Course Main Course, Side Dish
Cuisine Asian, Indian
Prep Time 10 minutes
Cook Time 30 minutes
Total Time 40 minutes
Servings 6 people
Calories 250 kcal
Author Jones LeFae

Ingredients

  • 1 Tbsp Coconut oil or extra-virgin olive oil
  • 1 medium yellow onion chopped
  • 2 cups Sweet potato cubed
  • 1 can (15 oz) chickpeas (garbanzo beans) drained and rinsed
  • 1 Tbsp Curry powder
  • 1/2 tsp Red pepper flakes
  • 1 can Coconut milk full fat or reduced fat
  • 1 cup hot water
  • 1 Tbsp Better Than Bouillon or 1 cup veggie broth
  • 1 cup fresh green beans cut into 1" segments
  • 1/4 cup Golden raisins
  • 1/4 cup All-purpose flour You can also use gluten-free

Instructions

  1. Put the coconut or olive oil in a large saucepan on medium heat. Add the onions and let cook for 5 minutes until they have started to soften. Then add the sweet potatoes, curry powder, and red pepper flakes and sautee for another 5 minutes, stirring frequently.

    Add the drained and rinsed chickpeas and stir together.

  2. In a small mixing bowl, dissolve the Better Than Bouillon in the hot water. If you are using pre-made veggie broth you can skip this step.

    Add the broth and the coconut milk to the pan with the potatoes and chickpeas. Stir to combine the mixture.

    *The coconut milk will be much easier to use if you heat the can in some warm water first. This helps to melt the cream that forms at the top of the can. Shake the can well before opening.

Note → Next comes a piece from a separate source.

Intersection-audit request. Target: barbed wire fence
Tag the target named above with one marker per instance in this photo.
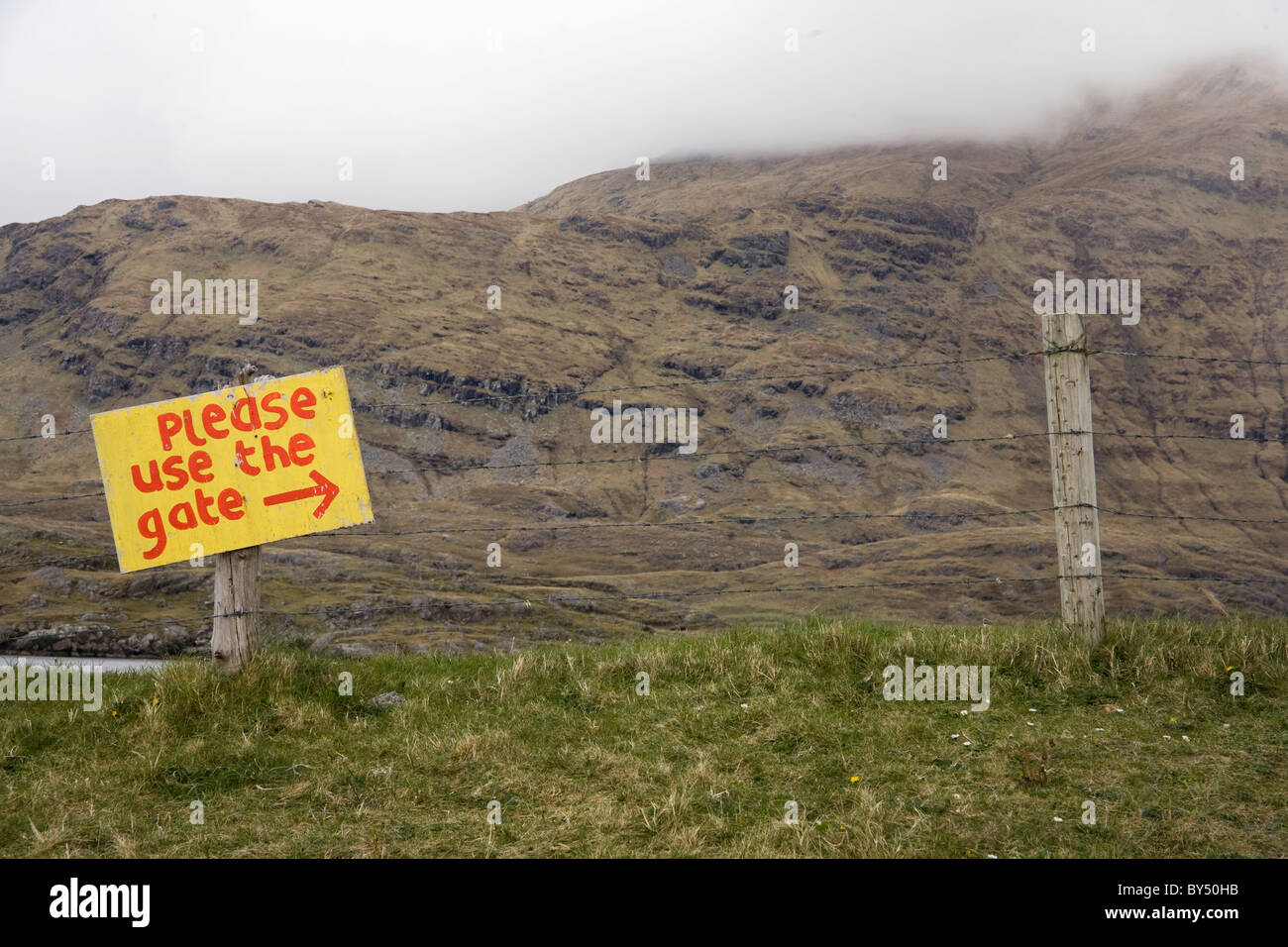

  3. Cover and lower the heat to medium-low* to let the mixture simmer gently for 10-15 minutes. *Cooking temperatures and times may vary slightly according to your stove, altitude, and other factors. Adjust accordingly.

    Then add the raisins and green beans and simmer for another 10 minutes.

    Test to make sure the sweet potatoes are soft. When they are, it is ready!

  4. If you want to make this dish more spicy, you can add more red pepper flakes or about 1 Tbsp of Sriracha sauce.

    You can serve this with rice, couscous, quinoa and/or naan bread.